Abdul El-Sayed, le pari risqué de la gauche démocrate au Michigan

DETROIT — C’est une primaire qui dépasse largement les frontières du Michigan. Les démocrates de cet État clé votent ce mardi pour désigner leur candidat au Sénat, et Abdul El-Sayed, médecin de 41 ans au verbe tranchant, s’est imposé comme le symbole d’une gauche américaine qui ne veut plus jouer selon les vieilles règles.

Un profil qui tranche avec l’establishment

El-Sayed n’est pas un inconnu dans le Michigan. En 2018 déjà, il avait bousculé la primaire gouvernementale, terminant deuxième avec 30 % des voix derrière Gretchen Whitmer.
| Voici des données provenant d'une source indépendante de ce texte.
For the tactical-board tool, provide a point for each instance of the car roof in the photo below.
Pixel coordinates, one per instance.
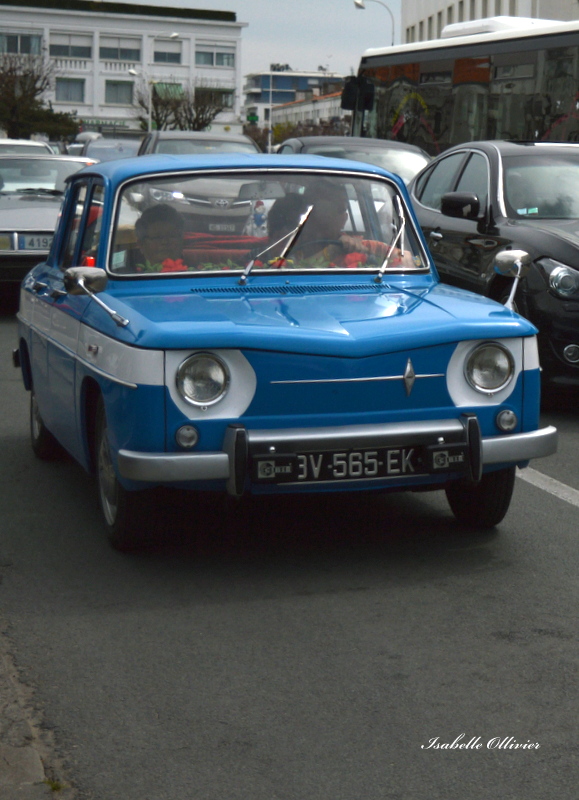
(47, 156)
(357, 141)
(125, 169)
(202, 135)
(508, 147)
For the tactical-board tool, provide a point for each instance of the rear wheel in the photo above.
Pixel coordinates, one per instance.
(123, 511)
(483, 504)
(44, 445)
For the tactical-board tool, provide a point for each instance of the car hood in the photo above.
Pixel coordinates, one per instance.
(29, 212)
(332, 320)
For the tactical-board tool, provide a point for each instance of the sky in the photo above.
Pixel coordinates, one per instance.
(305, 33)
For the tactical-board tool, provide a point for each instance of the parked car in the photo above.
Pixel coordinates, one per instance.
(23, 147)
(105, 149)
(481, 198)
(404, 159)
(196, 143)
(323, 357)
(31, 192)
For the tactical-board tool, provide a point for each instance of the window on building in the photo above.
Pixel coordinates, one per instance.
(115, 48)
(214, 58)
(119, 93)
(69, 90)
(168, 90)
(64, 45)
(167, 52)
(20, 44)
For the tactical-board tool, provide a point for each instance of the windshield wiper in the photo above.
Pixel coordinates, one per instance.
(39, 190)
(398, 238)
(291, 237)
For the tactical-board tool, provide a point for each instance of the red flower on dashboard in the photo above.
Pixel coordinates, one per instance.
(355, 259)
(173, 265)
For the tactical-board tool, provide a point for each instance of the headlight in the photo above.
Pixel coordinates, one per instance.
(489, 368)
(563, 280)
(203, 379)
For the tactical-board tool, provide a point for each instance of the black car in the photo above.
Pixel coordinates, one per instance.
(403, 159)
(480, 198)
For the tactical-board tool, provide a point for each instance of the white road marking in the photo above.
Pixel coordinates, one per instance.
(556, 488)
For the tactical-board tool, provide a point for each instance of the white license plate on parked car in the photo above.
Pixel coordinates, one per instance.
(34, 241)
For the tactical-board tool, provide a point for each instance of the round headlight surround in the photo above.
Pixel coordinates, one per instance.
(479, 368)
(203, 379)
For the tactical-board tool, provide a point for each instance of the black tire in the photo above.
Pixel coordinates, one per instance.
(124, 512)
(484, 504)
(44, 445)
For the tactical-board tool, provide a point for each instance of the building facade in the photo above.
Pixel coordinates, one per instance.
(104, 55)
(281, 85)
(423, 20)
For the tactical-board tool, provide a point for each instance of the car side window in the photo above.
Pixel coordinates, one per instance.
(475, 178)
(79, 200)
(439, 181)
(93, 225)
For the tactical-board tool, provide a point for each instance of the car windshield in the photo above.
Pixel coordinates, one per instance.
(542, 186)
(403, 162)
(36, 175)
(255, 221)
(199, 146)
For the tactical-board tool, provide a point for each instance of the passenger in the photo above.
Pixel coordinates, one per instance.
(159, 232)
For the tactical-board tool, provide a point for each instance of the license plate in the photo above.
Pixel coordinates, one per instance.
(360, 465)
(34, 241)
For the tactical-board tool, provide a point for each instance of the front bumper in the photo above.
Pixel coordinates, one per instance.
(241, 446)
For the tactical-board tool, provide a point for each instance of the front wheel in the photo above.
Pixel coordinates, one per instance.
(124, 512)
(484, 504)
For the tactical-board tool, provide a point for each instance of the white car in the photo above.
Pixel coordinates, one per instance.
(20, 147)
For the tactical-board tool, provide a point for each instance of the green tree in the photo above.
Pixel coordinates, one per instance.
(24, 80)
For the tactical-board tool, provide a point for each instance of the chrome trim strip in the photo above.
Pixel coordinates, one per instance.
(360, 380)
(518, 447)
(354, 436)
(169, 467)
(177, 467)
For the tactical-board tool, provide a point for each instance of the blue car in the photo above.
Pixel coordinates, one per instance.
(260, 324)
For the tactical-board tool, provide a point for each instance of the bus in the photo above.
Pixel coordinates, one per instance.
(498, 78)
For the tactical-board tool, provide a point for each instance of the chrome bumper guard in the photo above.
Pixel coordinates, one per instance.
(241, 444)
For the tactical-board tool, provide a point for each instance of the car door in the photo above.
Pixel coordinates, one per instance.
(57, 314)
(464, 249)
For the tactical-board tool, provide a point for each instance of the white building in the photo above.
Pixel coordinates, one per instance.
(422, 20)
(106, 53)
(322, 110)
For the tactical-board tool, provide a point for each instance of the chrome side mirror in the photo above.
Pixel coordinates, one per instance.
(85, 280)
(512, 264)
(91, 280)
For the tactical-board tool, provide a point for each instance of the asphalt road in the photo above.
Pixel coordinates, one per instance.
(298, 649)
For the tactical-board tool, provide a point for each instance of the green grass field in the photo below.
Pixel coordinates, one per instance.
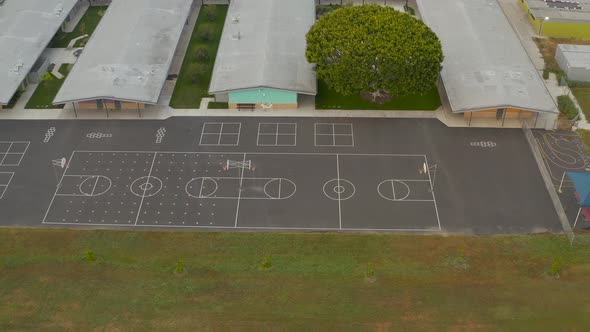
(46, 91)
(317, 282)
(582, 95)
(189, 91)
(330, 99)
(86, 26)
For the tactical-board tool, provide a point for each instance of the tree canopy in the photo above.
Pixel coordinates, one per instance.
(374, 49)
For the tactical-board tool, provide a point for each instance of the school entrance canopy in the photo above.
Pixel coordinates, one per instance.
(581, 183)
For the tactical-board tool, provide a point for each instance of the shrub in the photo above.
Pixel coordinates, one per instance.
(554, 269)
(89, 254)
(179, 268)
(567, 107)
(202, 54)
(211, 14)
(370, 269)
(266, 263)
(206, 34)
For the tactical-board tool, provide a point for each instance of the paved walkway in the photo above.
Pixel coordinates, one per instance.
(81, 9)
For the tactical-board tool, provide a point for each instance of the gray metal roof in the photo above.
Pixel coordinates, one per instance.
(485, 65)
(26, 28)
(558, 10)
(129, 55)
(577, 56)
(263, 45)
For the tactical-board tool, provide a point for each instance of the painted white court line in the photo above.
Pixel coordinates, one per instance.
(57, 187)
(240, 193)
(262, 153)
(4, 186)
(417, 230)
(277, 133)
(145, 188)
(339, 192)
(220, 134)
(432, 191)
(333, 134)
(5, 154)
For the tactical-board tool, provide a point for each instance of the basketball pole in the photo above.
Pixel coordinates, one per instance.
(561, 184)
(435, 167)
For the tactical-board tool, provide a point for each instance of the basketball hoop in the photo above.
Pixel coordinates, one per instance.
(424, 169)
(247, 164)
(61, 163)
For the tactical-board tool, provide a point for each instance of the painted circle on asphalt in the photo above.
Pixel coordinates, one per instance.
(280, 188)
(95, 185)
(339, 189)
(393, 190)
(201, 187)
(146, 186)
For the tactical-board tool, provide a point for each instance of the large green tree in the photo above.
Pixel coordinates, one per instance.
(374, 49)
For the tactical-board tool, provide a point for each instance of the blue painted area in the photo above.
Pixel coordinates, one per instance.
(261, 96)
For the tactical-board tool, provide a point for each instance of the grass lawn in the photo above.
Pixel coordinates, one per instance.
(585, 136)
(189, 91)
(582, 95)
(329, 99)
(316, 282)
(218, 106)
(46, 91)
(86, 26)
(547, 47)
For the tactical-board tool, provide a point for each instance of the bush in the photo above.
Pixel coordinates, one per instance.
(370, 269)
(206, 34)
(266, 263)
(567, 107)
(179, 268)
(202, 54)
(89, 254)
(210, 13)
(554, 269)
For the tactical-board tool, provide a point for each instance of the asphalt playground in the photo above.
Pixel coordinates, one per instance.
(248, 173)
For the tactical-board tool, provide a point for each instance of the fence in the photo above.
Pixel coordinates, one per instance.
(565, 224)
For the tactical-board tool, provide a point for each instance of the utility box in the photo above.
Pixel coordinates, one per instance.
(574, 60)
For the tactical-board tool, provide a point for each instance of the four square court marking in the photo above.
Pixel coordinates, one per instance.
(12, 153)
(258, 191)
(333, 134)
(220, 133)
(277, 134)
(5, 178)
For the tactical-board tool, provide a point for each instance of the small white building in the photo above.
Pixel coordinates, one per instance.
(574, 60)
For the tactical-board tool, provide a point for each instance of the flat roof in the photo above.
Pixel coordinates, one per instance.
(129, 55)
(560, 10)
(485, 64)
(577, 56)
(26, 28)
(263, 46)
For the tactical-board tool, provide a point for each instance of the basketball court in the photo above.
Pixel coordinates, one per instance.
(305, 191)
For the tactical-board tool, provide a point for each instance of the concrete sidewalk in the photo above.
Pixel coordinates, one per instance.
(161, 113)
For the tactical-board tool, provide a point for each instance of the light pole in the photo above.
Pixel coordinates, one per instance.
(541, 25)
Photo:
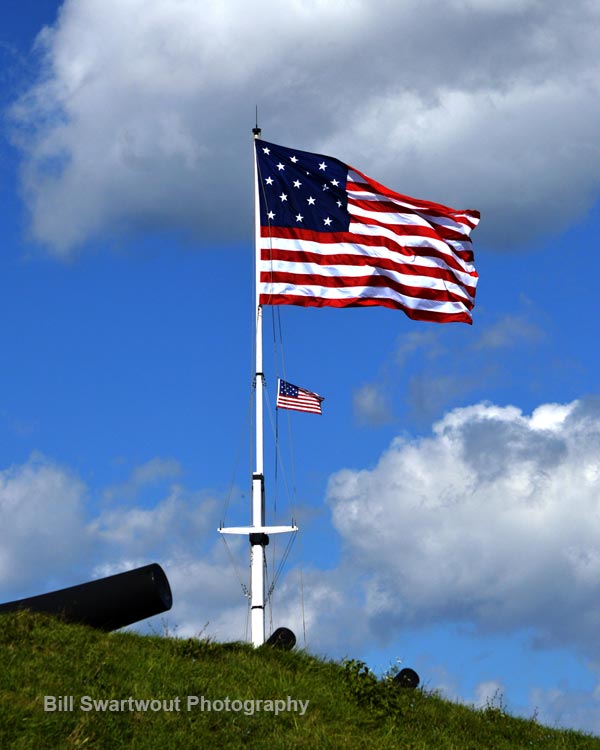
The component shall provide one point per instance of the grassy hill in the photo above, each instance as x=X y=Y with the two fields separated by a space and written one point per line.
x=105 y=679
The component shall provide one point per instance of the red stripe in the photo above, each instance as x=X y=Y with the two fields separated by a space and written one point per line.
x=428 y=315
x=468 y=217
x=347 y=282
x=333 y=238
x=387 y=264
x=439 y=230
Depuis, il a affiné son message. Couverture maladie universelle, annulation des dettes étudiantes, taxation accrue des grandes fortunes — son programme ressemble à s’y méprendre à celui que Bernie Sanders portait en 2016. Mais El-Sayed y ajoute sa propre couleur, celle d’un enfant de parents égyptiens, né à Detroit, qui parle de justice sociale avec une urgence presque clinique.

Son rival principal dans cette primaire, l’ancien représentant Mike Rogers, misait sur une image de centriste rassurant, jugée plus apte à reconquérir un État que Donald Trump a remporté en 2024 avec environ 52 % des voix. La tension entre les deux camps a été palpable jusqu’au bout.
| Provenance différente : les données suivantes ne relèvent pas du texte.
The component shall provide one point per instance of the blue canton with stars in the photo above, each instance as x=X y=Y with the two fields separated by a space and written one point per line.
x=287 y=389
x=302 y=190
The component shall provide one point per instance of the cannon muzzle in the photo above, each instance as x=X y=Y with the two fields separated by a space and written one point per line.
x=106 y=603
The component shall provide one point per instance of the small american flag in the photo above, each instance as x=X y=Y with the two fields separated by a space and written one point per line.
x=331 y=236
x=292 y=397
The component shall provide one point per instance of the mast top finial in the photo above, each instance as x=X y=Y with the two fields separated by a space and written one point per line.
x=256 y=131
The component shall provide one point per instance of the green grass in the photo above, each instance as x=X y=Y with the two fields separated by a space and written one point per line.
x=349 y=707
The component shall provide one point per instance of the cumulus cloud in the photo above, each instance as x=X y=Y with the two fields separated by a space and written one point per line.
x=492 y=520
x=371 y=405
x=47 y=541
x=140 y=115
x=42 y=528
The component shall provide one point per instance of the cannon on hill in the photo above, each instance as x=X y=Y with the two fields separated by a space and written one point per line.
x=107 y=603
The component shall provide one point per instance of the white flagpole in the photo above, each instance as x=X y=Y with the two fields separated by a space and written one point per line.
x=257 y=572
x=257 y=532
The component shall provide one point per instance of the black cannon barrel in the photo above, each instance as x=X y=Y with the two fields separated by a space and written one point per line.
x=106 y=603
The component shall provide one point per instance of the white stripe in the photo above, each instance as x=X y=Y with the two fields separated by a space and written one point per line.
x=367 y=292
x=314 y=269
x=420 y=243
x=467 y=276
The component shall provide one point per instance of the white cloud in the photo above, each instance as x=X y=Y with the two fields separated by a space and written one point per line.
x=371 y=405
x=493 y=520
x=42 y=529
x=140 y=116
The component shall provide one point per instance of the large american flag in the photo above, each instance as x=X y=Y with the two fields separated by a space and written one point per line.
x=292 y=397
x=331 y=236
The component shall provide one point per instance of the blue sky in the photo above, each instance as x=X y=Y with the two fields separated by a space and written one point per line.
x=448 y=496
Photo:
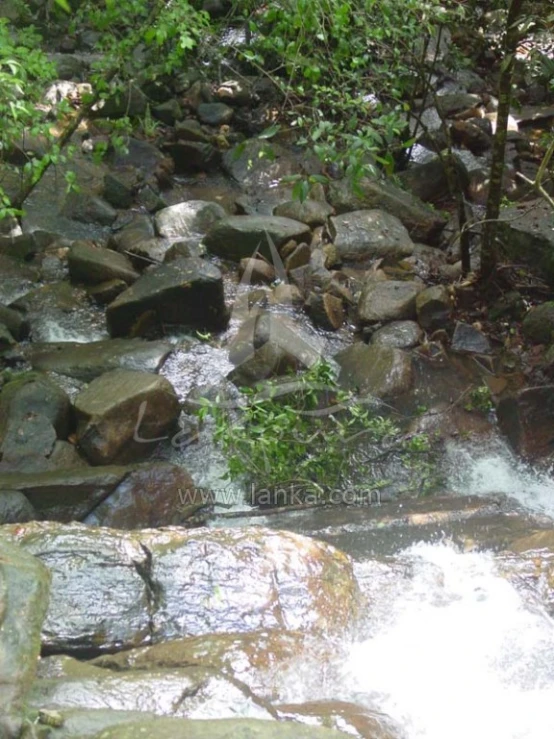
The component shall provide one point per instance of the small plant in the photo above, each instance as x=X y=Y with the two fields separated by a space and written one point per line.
x=480 y=399
x=304 y=433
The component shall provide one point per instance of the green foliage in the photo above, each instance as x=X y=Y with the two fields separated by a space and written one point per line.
x=354 y=67
x=480 y=399
x=305 y=431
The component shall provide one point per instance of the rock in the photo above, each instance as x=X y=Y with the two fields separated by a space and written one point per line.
x=24 y=588
x=186 y=292
x=363 y=235
x=120 y=186
x=256 y=659
x=187 y=692
x=388 y=300
x=355 y=720
x=469 y=340
x=538 y=324
x=214 y=114
x=14 y=321
x=423 y=223
x=256 y=271
x=86 y=361
x=398 y=335
x=193 y=156
x=378 y=371
x=270 y=344
x=237 y=237
x=92 y=265
x=88 y=209
x=325 y=310
x=73 y=494
x=433 y=306
x=527 y=419
x=527 y=236
x=257 y=164
x=123 y=413
x=15 y=508
x=187 y=219
x=156 y=494
x=311 y=212
x=129 y=589
x=239 y=728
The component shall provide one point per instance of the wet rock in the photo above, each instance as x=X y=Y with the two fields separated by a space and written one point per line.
x=527 y=419
x=256 y=271
x=270 y=344
x=423 y=223
x=379 y=371
x=188 y=219
x=298 y=257
x=356 y=720
x=325 y=310
x=257 y=659
x=129 y=588
x=170 y=728
x=527 y=236
x=388 y=300
x=398 y=335
x=214 y=114
x=237 y=237
x=469 y=340
x=538 y=324
x=186 y=292
x=188 y=692
x=14 y=321
x=92 y=265
x=311 y=212
x=122 y=414
x=363 y=235
x=88 y=209
x=15 y=507
x=87 y=361
x=257 y=165
x=433 y=306
x=193 y=156
x=157 y=494
x=24 y=589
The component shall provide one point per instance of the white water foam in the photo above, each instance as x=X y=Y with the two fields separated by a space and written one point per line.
x=456 y=651
x=491 y=468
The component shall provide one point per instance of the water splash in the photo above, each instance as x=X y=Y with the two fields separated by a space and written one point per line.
x=492 y=468
x=456 y=651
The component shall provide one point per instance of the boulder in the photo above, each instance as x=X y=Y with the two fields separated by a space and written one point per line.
x=373 y=370
x=527 y=419
x=388 y=300
x=238 y=728
x=270 y=344
x=433 y=306
x=91 y=264
x=469 y=340
x=131 y=497
x=123 y=414
x=398 y=335
x=363 y=235
x=24 y=589
x=187 y=219
x=311 y=212
x=538 y=324
x=237 y=237
x=114 y=590
x=86 y=361
x=186 y=292
x=423 y=223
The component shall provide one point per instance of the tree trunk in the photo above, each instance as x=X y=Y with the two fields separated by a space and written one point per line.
x=489 y=252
La rupture sur Israël, ligne de fracture centrale

C’est peut-être sur la question israélo-palestinienne qu’El-Sayed a pris le risque le plus calculé. Dans un Michigan qui abrite la plus grande communauté arabo-américaine des États-Unis — quelque 300 000 personnes rien que dans la région de Dearborn — il a appelé à un cessez-le-feu immédiat à Gaza et conditionné l’aide militaire américaine au respect du droit international. Une position que l’aile traditionnelle du Parti démocrate qualifie d’inconfortable, au mieux.

Still, les chiffres donnent à réfléchir. En 2024, des dizaines de milliers de démocrates du Michigan avaient voté « uncommitted » lors des primaires présidentielles pour protester contre la politique de Joe Biden au Proche-Orient. El-Sayed veut capitaliser sur cette colère.

« Les gens veulent être représentés, pas gérés », a déclaré un responsable local du Parti démocrate du comté de Wayne, qui a requis l’anonymat pour commenter la dynamique interne.

Un test grandeur nature avant les midterms

À trois mois des élections de mi-mandat, le résultat de cette primaire sera scruté bien au-delà du Michigan. La question centrale : est-ce que la gauche progressiste peut mobiliser suffisamment pour compenser les électeurs du centre qu’elle risque de perdre ?

El-Sayed a levé plus de 4,2 millions de dollars, essentiellement via des petits donateurs en ligne. Un signe de base militante solide. Mais gagner une primaire, c’est une chose. Reconquérir un État passé dans le camp républicain en novembre, c’en est une autre.

And that’s precisely what makes Tuesday’s vote so consequential. Si El-Sayed l’emporte ce soir, la nouvelle gauche démocrate aura prouvé qu’elle peut gagner des batailles. Le reste de la guerre, lui, commence demain.